My mouse has been hovering over your name for the past 2 hours, or more.
I want to talk to you. Do you want to talk to me?
I want to tell you how I miss you. How I wish I had done things differently. How every time I see you, I wish you would see me. But you don’t. I’m invisible.
She fucked things up for me, and for us. She really did. Her timing was the worst, it gave me just long enough to fall for you before you fell away from me. She stepped in and ruined everything. I cry about that, almost every night. I know you don’t know, but I do. When I get a tiny, half-second hug, it warms me enough to keep the tears away, at least for that night. But they always come back. And I can’t stop myself from thinking about everything we could have been, how happy we would both be right now if it wasn’t for her.
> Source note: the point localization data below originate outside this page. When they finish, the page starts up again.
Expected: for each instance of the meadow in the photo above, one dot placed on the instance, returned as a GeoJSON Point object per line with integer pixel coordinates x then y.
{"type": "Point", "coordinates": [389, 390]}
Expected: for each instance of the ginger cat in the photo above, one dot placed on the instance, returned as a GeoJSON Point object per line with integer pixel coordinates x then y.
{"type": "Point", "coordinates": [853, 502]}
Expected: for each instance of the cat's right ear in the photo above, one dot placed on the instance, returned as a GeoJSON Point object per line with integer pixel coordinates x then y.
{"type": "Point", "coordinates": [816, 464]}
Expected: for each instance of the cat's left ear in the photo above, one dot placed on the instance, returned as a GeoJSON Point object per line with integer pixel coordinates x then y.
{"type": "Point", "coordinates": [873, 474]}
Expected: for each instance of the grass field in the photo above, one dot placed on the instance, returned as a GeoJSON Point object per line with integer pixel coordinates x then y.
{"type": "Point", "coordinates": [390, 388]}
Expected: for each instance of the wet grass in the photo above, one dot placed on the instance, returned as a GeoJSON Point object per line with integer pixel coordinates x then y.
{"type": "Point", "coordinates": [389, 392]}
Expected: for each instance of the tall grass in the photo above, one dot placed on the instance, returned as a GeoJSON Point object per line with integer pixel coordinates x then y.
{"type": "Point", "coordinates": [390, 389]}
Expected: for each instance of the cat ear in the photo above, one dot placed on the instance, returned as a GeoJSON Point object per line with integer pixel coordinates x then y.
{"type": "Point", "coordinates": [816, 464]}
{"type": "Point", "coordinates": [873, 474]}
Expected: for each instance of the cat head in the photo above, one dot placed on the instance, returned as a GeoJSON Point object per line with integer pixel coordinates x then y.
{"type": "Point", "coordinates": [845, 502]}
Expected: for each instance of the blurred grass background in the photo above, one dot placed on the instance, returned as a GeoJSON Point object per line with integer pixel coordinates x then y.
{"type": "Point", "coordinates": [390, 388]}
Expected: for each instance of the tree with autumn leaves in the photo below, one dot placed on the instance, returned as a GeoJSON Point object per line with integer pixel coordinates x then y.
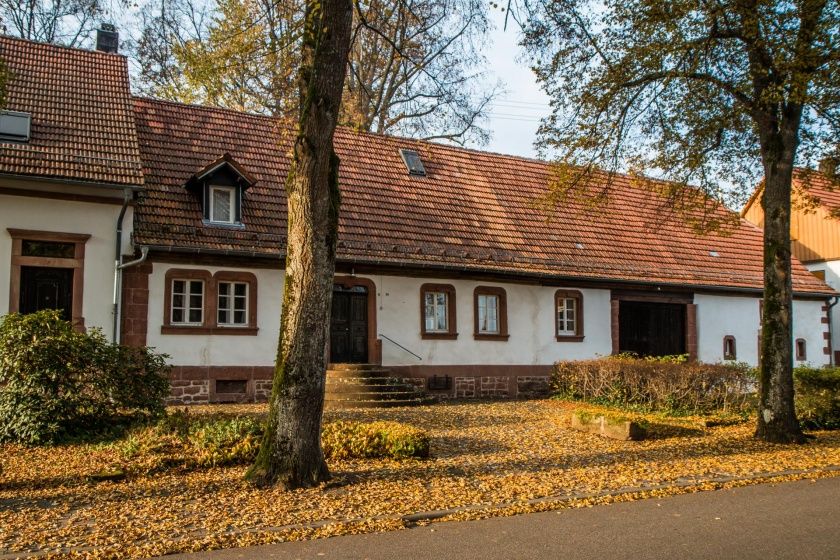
{"type": "Point", "coordinates": [704, 93]}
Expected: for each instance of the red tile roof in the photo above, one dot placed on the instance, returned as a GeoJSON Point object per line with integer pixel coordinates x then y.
{"type": "Point", "coordinates": [473, 210]}
{"type": "Point", "coordinates": [819, 189]}
{"type": "Point", "coordinates": [82, 120]}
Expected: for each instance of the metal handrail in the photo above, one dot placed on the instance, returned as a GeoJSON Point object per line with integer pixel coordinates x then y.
{"type": "Point", "coordinates": [392, 341]}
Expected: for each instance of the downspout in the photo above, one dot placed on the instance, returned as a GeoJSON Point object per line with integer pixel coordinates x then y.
{"type": "Point", "coordinates": [117, 270]}
{"type": "Point", "coordinates": [835, 300]}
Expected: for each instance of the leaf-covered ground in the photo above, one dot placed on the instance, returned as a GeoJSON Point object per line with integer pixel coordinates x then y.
{"type": "Point", "coordinates": [488, 459]}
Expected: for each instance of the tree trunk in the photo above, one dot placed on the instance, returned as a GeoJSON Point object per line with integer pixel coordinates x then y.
{"type": "Point", "coordinates": [776, 415]}
{"type": "Point", "coordinates": [290, 453]}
And yes, I say both, because no matter what you say, I can see that you’re not as happy now. That hurts me, too. And sometimes, it makes me hate her. I wish I could tell you this.
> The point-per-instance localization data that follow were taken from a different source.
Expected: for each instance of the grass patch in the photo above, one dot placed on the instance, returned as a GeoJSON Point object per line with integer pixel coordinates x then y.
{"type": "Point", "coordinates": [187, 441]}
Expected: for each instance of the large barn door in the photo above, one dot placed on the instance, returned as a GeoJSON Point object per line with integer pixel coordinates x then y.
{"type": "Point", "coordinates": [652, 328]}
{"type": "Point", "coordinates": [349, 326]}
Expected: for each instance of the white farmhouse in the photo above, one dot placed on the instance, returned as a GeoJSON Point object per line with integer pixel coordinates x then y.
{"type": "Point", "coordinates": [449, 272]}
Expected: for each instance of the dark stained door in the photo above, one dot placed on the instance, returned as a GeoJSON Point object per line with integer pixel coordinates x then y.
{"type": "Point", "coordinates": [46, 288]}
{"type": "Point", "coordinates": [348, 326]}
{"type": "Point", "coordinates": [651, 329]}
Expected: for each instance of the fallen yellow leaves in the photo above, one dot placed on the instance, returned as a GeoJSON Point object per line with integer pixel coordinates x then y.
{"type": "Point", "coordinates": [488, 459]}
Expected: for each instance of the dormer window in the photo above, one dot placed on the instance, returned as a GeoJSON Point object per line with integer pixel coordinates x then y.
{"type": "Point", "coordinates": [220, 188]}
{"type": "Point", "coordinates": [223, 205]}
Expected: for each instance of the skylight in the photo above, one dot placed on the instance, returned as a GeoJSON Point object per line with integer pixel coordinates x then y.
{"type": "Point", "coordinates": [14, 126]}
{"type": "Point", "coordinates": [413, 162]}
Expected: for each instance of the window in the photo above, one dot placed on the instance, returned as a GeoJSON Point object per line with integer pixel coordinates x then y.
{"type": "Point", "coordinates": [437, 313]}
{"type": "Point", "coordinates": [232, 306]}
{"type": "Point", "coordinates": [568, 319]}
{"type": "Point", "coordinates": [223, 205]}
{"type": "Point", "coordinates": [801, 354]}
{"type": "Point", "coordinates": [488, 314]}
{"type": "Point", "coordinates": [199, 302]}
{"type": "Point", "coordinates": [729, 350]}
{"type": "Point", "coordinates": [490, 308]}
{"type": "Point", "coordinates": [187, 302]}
But really, I want to say sorry. Sorry for not noticing sooner, because I was too blinded by him. Sorry for ignoring you, when all I really wanted was for you to make me laugh. I was stupid. Sorry, for doubting you, for being afraid… I never should have been. I realize that now. Sorry for not saying what I really wanted, and sorry if it seemed like I was saying no. I meant everything that I said, and by the time I started to see, you had already started to give up. I’m so sorry for not being honest, because I liked you for ages. I just didn’t realize until too late. I’m sorry I thought you would wait, because I should have known better. I’m sorry I didn’t tell you, but I thought I had more time. And now, I’m sorry for making your situation more complicated. I’m sorry for telling you how I feel, because you had enough to deal with. I’m sorry for annoying you with my messages and for feeling like this, but I can’t help it. I’m so, so sorry. But most of all, I’m sorry for hoping you’ll change your mind, for thinking that you might like me back eventually, when you’re ready to move on. I’m sorry for not being able to get over you, but let me tell you a secret… I don’t want to. I’m sorry for that, too.
There is so much I want to tell you, but it would only make things between us worse. So if I see that little green dot next to your name, don’t be surprised if I talk to you. I just want your company, because I don’t want to cry again tonight.